Arguments du demandeur

[12]            Le demandeur soutient que, par suite du jugement que la Cour suprême du Canada a rendu dans Baker c. Canada (M.C.I.), [1999] 2 R.C.S. 817, la norme d'examen applicable à la décision de l'agente d'examen CH en l'espèce est la norme de la décision raisonnable simpliciter.

[13]            De l'avis du demandeur, le paragraphe 6.1 des Directives en matière d'immigration énonce que des considérations humanitaires existent lorsque « des difficultés inhabituelles, injustes ou indues » seraient causées à la personne sollicitant une dispense si elle devait quitter le Canada.

[14]            Le demandeur cite le jugement qu'a rendu le juge Nadon dans Legault c. Canada (M.C.I.), [2001] 3 C.F. 277, au soutien de l'importance primordiale à accorder à l'intérêt supérieur des enfants. Voici comment le juge Nadon s'est exprimé à la page 306 :

En conclusion, je suis d'avis que l'arrêt rendu par la Cour suprême dans l'affaire Baker appelle un certain résultat, et ce résultat est que, sauf les cas exceptionnels, l'intérêt supérieur des enfants doit prévaloir. Selon mon interprétation de l'arrêt Baker, si le décideur est d'avis que l'intérêt supérieur des enfants commande qu'ils demeurent au Canada avec leur père ou leur mère ou les deux, alors ce décideur doit exercer son pouvoir discrétionnaire en faveur des parents qui sollicitent la dispense. À mon avis, rares seront les cas où l'agent d'immigration sera fondé à conclure que l'intérêt supérieur des enfants n'exige pas que la demande de dispense présentée par leurs parents soit accordée.

[15]            Selon le demandeur, l'agente d'examen CH a examiné l'intérêt de ses enfants de façon sommaire, tout au plus, et n'a pas accordé à cette question l'attention exigée d'après le raisonnement que la Cour suprême du Canada a suivi dans l'arrêt Baker c. Canada (M.C.I.), précité.

[16]            Le demandeur fait valoir que le simple fait de dire qu'il a permis l'adoption des deux filles ne constitue pas un examen suffisant de l'intérêt supérieur des enfants en question.


[17]            De l'avis du demandeur, l'agente d'examen CH a décidé qu'il ne s'était pas occupé convenablement de l'éducation de son fils, puisqu'il a déclaré ignorer où celui-ci se trouvait lorsqu'il est arrivé au Canada. Le demandeur allègue que l'agente d'examen CH, de ce fait, a commis une erreur, étant donné qu'elle avait conclu précédemment que le demandeur n'était pas crédible quant à la question de savoir s'il était au courant de l'endroit où son fils et son épouse se trouvaient à son arrivée au Canada.
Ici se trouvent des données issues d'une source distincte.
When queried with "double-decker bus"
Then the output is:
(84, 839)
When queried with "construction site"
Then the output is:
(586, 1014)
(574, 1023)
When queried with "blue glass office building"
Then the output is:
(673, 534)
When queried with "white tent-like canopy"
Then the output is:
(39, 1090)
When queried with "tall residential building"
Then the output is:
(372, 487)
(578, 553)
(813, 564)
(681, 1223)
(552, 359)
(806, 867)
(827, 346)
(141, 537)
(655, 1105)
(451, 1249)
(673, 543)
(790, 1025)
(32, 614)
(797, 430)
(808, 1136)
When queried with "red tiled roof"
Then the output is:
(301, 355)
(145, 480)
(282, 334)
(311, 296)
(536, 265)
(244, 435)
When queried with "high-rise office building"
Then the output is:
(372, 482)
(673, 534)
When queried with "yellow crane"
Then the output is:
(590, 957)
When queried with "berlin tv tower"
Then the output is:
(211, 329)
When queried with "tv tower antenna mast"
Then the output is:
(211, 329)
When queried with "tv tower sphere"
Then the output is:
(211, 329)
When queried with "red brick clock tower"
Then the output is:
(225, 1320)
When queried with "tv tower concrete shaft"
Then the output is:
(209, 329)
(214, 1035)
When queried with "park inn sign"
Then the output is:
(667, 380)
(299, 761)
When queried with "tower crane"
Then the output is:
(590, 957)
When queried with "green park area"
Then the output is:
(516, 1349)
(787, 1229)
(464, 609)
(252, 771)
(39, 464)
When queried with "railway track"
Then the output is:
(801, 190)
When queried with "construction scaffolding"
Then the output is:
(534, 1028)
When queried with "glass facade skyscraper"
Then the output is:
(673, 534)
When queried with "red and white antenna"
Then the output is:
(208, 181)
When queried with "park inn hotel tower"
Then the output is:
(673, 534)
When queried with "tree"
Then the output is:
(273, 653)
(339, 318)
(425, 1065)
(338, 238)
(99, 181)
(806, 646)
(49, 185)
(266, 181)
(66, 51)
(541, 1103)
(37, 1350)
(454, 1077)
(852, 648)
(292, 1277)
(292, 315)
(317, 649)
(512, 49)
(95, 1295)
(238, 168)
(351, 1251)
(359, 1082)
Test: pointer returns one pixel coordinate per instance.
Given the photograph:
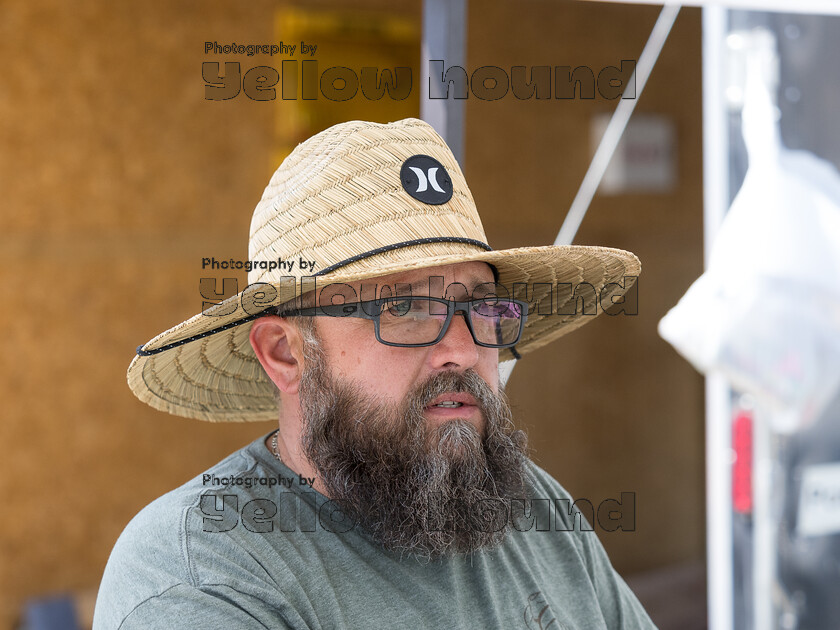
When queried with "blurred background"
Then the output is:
(118, 176)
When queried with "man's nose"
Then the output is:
(457, 349)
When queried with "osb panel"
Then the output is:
(117, 179)
(611, 408)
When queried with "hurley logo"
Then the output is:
(425, 179)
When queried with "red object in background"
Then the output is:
(742, 466)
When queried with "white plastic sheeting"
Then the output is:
(766, 313)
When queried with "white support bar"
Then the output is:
(718, 404)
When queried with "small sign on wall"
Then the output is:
(645, 159)
(819, 501)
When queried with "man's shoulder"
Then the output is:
(156, 551)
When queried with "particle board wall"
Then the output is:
(611, 408)
(116, 181)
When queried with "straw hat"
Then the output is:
(361, 200)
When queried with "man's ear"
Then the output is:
(279, 348)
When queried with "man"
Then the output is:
(396, 492)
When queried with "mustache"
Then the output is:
(467, 382)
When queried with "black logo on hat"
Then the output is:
(425, 179)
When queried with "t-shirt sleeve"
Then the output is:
(189, 607)
(619, 606)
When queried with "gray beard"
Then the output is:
(414, 489)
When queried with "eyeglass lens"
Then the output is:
(418, 321)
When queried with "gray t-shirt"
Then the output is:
(248, 545)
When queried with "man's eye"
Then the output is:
(399, 307)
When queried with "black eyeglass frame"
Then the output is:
(372, 309)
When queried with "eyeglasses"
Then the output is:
(417, 321)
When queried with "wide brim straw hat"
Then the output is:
(362, 200)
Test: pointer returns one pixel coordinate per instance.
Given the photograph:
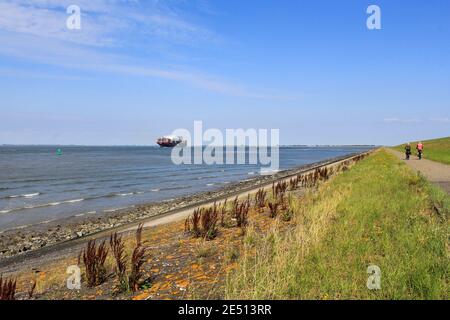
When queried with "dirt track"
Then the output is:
(435, 172)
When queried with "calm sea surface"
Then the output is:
(38, 185)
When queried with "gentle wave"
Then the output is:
(27, 195)
(51, 204)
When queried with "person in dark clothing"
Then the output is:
(408, 151)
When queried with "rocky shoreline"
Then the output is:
(15, 242)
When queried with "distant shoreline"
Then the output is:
(28, 240)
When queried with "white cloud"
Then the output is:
(35, 30)
(400, 120)
(440, 120)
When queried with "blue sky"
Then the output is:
(140, 69)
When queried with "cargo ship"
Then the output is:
(169, 141)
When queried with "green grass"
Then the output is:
(437, 150)
(377, 213)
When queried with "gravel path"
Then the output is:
(435, 172)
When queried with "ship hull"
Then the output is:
(167, 144)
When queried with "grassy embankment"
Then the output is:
(377, 213)
(436, 150)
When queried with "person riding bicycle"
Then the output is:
(419, 148)
(408, 150)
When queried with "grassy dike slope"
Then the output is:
(377, 213)
(437, 149)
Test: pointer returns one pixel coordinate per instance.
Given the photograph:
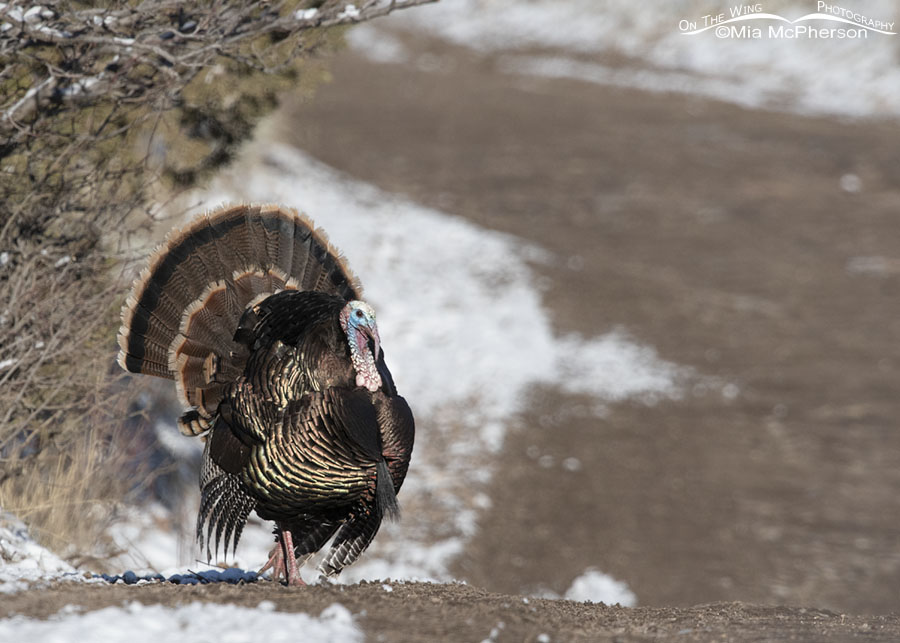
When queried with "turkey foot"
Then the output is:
(282, 561)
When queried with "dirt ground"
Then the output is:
(722, 237)
(416, 612)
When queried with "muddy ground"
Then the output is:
(724, 238)
(416, 612)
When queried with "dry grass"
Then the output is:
(103, 109)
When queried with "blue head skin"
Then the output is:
(358, 322)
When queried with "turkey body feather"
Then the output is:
(258, 320)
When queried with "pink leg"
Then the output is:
(282, 561)
(292, 573)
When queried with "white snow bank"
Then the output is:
(466, 337)
(23, 561)
(598, 587)
(138, 623)
(853, 77)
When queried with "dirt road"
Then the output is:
(416, 612)
(756, 247)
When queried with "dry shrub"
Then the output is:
(103, 107)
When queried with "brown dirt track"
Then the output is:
(415, 612)
(718, 235)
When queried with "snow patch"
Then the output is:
(851, 77)
(138, 623)
(23, 561)
(466, 336)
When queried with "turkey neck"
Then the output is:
(299, 346)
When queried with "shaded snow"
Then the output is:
(22, 560)
(855, 77)
(465, 334)
(138, 623)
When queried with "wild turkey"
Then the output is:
(259, 321)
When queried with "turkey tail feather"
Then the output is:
(180, 319)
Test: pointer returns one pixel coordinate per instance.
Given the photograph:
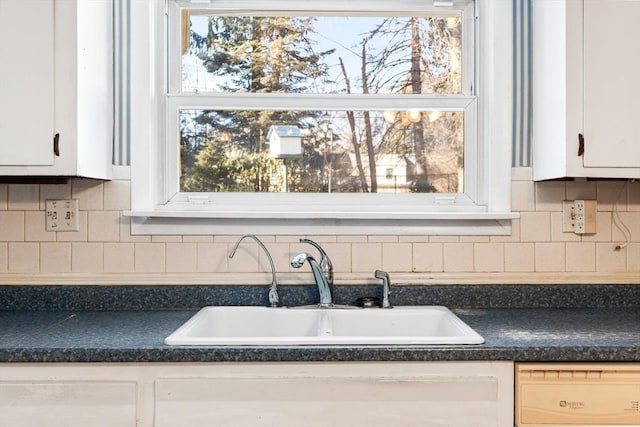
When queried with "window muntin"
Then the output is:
(200, 102)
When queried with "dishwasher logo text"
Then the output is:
(571, 405)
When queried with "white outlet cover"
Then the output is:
(62, 215)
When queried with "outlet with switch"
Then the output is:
(62, 215)
(580, 216)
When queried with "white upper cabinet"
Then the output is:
(586, 109)
(27, 82)
(57, 79)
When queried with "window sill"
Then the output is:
(320, 223)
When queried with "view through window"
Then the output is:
(249, 148)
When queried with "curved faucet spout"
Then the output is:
(273, 289)
(325, 261)
(324, 290)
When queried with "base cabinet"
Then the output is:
(453, 394)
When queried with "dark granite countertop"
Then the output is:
(595, 327)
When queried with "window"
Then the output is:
(321, 114)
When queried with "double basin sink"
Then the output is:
(249, 325)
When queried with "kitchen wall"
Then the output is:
(105, 252)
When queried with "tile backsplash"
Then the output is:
(104, 250)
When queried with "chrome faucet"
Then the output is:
(324, 290)
(273, 289)
(386, 287)
(325, 261)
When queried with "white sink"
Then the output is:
(230, 325)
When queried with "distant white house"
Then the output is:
(393, 172)
(285, 142)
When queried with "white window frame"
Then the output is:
(157, 207)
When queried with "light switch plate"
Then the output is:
(62, 215)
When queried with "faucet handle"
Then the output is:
(386, 287)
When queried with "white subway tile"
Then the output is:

Le demandeur estime qu'il s'agit là d'une conclusion de fait contradictoire qui constitue une erreur de droit et indique que la décision était déraisonnable.

[18]            Le demandeur ajoute qu'il a le droit d'avoir deux intentions, celle d'être avec son épouse et ses enfants et celle de vivre au Canada en permanence. Selon lui, l'agente d'examen CH en est arrivée à une conclusion déraisonnable en statuant qu'étant donné qu'il visait la deuxième intention, sa demande devrait être rejetée et une décision portant que le mariage était un mariage de convenance devrait être rendue. Le demandeur soutient que l'un des objectifs des dispositions législatives est de faciliter la réunification des familles.

[19]            Selon le demandeur, l'agente d'examen CH avait jugé à l'avance la demande CH et cette conduite donnait lieu à une crainte raisonnable de partialité. De l'avis du demandeur, l'attitude que l'agente d'examen CH a adoptée à l'entrevue indique qu'elle avait une opinion arrêtée au sujet de la question de savoir s'il vivait une relation véritable, si des considérations humanitaires prépondérantes avaient été établies et si, dans ce contexte, le mariage était véritable.

Arguments du défendeur

[20]            Le défendeur soutient que la norme d'examen est celle de la décision raisonnable simpliciter.

[21]            De l'avis du défendeur, les motifs de la décision de l'agente d'examen CH concernent principalement le déroulement des événements et le raisonnement qu'elle a suivi pour conclure que le demandeur s'était marié pour obtenir le statut d'immigrant. Le défendeur fait valoir que, compte tenu des faits portés à l'attention de l'agente d'examen CH, cette conclusion était certainement raisonnable, sinon inévitable, et qu'elle a une importance considérable quant à la question de l'intérêt supérieur des enfants du demandeur, étant donné que celui-ci a épousé Hamwattie une deuxième fois pour une fin autre que celle de vivre avec elle et continuer à s'acquitter de ses responsabilités parentales.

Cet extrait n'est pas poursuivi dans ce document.